La spesa pubblica – specialmente con investimenti nell´istruzione, nelle tecnologie e nelle infrastrutture – di fatto può portare a diminuire il disavanzo sul lungo periodo. A scatenare la crisi è stata anche la miopia delle banche, la loro mancata lungimiranza. Ora non possiamo assolutamente permettere che la miopia del governo – pungolato dal settore finanziario – la prolunghi oltre.
Crescita e rendimenti più immediati per gli investimenti pubblici portano a più alti introiti fiscali, e un utile del 5-6 per cento sarebbe già più che sufficiente per controbilanciare i temporanei aumenti del debito pubblico nazionale.
Infine, altro punto su cui concordano gli economisti è che, se si eccettuano queste considerazioni, l´entità più appropriata per un disavanzo dipende in buona parte dallo stato generale dell´economia. Quanto più un´economia è debole tanto più avrà un disavanzo maggiore; l´entità più appropriata per un deficit a fronte di una recessione dipende da circostanze ben precise.
È a questo punto, però, che gli economisti iniziano a essere in disaccordo tra loro. Effettuare previsioni è sempre difficile, e a maggior ragione in tempi di crisi. Ciò che è accaduto (per fortuna) non accade tutti i giorni: sarebbe pertanto sconsiderato guardare al passato per ipotizzare come andrà a finire questa crisi.
In America, per esempio, la percentuale di indebitamento e di fallimenti è a livelli mai visti da almeno 75 anni. Il calo del credito nel 2009 è stato il più consistente dal 1942. Anche i raffronti con la Grande Depressione sono artificiosi, perché l´economia odierna è molto diversa da quella di allora per vari aspetti.
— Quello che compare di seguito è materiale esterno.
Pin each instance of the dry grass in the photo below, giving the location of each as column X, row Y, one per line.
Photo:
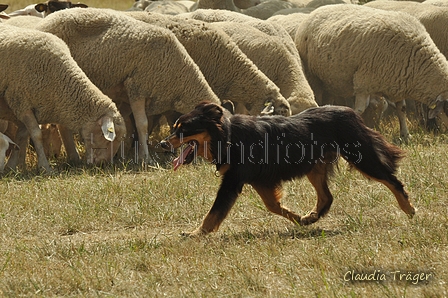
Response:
column 116, row 232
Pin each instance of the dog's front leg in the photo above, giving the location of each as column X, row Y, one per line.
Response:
column 228, row 192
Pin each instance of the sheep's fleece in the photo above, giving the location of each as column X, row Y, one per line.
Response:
column 41, row 83
column 144, row 65
column 355, row 50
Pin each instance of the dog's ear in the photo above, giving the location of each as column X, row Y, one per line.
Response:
column 211, row 111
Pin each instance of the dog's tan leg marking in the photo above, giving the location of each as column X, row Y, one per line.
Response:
column 210, row 224
column 401, row 196
column 318, row 178
column 271, row 198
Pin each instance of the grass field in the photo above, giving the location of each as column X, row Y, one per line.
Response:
column 116, row 232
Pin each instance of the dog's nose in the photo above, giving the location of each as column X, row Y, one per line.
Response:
column 165, row 145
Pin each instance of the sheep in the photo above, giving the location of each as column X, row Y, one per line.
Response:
column 168, row 7
column 233, row 5
column 260, row 11
column 51, row 140
column 3, row 15
column 290, row 21
column 273, row 58
column 142, row 67
column 440, row 3
column 435, row 20
column 41, row 83
column 232, row 76
column 44, row 9
column 351, row 50
column 217, row 15
column 5, row 143
column 29, row 22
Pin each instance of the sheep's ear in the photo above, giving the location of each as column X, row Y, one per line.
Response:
column 41, row 7
column 108, row 128
column 81, row 5
column 268, row 108
column 437, row 107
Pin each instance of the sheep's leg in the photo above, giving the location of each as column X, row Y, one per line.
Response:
column 31, row 124
column 401, row 113
column 69, row 144
column 4, row 145
column 444, row 118
column 18, row 154
column 361, row 103
column 141, row 123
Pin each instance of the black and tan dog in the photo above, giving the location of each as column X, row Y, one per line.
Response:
column 264, row 151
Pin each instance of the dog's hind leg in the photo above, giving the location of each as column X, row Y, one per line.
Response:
column 379, row 162
column 395, row 186
column 318, row 178
column 271, row 197
column 228, row 192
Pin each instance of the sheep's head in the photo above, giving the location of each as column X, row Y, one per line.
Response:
column 439, row 105
column 55, row 5
column 103, row 138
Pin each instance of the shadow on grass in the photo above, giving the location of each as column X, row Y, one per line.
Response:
column 296, row 233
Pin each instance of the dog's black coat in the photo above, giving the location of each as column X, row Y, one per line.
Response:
column 264, row 151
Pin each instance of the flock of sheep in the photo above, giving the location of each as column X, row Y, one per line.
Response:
column 111, row 75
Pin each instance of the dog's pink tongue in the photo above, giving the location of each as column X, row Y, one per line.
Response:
column 177, row 162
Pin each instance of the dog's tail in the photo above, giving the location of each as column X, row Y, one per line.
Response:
column 371, row 154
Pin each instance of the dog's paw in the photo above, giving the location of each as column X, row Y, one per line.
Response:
column 196, row 233
column 308, row 219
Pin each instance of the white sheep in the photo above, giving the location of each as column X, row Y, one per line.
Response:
column 5, row 143
column 289, row 21
column 352, row 50
column 440, row 3
column 44, row 9
column 3, row 15
column 260, row 11
column 41, row 83
column 169, row 7
column 232, row 76
column 233, row 5
column 435, row 20
column 136, row 64
column 217, row 15
column 273, row 57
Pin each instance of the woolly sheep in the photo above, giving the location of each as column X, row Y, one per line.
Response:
column 290, row 21
column 41, row 83
column 5, row 143
column 233, row 5
column 168, row 7
column 43, row 9
column 440, row 3
column 351, row 50
column 261, row 11
column 232, row 76
column 435, row 20
column 274, row 59
column 3, row 15
column 135, row 63
column 217, row 15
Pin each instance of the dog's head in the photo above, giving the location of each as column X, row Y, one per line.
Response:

Nondimeno, anche con cospicui disavanzi, la crescita economica negli Stati Uniti e in Europa resta anemica. I rischi sono asimmetrici: se ci sarà una ripresa più robusta, allora naturalmente le spese potranno essere tagliate e/o le tasse aumentate. Ma se le previsioni sono esatte, invece, allora un´uscita prematura dal deficit spending rischia di spingere l´economia nuovamente in recessione.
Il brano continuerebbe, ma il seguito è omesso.